Using more than 8KB per kernel limits the execution to 1 block per multiprocessor at all time since there is only 16KB total per MP.
So im guessing youre seeing the fallback of this. The scheduler is unable to hide memory fetches latency as it does not have any other blocks to juggle with.

Now I see! It totally makes sense. Thanks for answering me.

Anyway, I am not using shared memory anymore. I “solved” my problem declaring as many variables as I need (the drawback is to write more than one kernel to suit different K’s). For example, if K=16, I’ll call a kernel with 20 variables to hold the distances, instead of an array of 20 (which would be placed on local memory). The performance gains were awesome!

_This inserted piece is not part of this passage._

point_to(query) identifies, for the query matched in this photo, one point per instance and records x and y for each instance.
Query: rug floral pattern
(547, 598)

Now I can perform a KNN search with K=50 for each of those 54K points in no more than 50ms (with a thread block configuration of 128 threads, 9800 GX2).

That seems slow, just from a rough mental estimate, comparing to some of the tree builds and searches I do for raytracing (which isn’t KDD but still does a lot of “what’s near me” sorting.) What kind of strategy are you using? Building a KD tree then walking it for each point with a stack?

Gridding it and examining nearby voxels?

Oh sorry, I didn’t express myself clear… It is not just one KNN search.
For each point in the point cloud, I am searching its 50 neighbors on the very same point cloud.
So, I am performing 54,000 KNN searches (with K=50) in 50ms (my previous kernel ran in 163ms).
For a small comparison, when K=10, I get around 11ms in the search stage (it’s kinda linear).
The data structure is a grid, and I am constructing it in less than 15ms.

Actually you were clear. I was just doing some rough guesses to how long I’d expect it to take and I underestimated.

Checking with Mr. Anderson’s HOOMD molecular dynamics paper, he’s got a computational step which is generating neighbor lists

not of KNN but of all neighbors in a finite distance, but his average list size is about 30. For about 50K particles, HOOMD takes about 25ms,

so you’re in the same range. (see his figure 7) [And Mr Anderson can glare at me for comparing two algorithms which aren’t on the same hardware, not

generating the same data, have different domains and assumptions… ] But anyway, you’re “in the ballpark” for sure.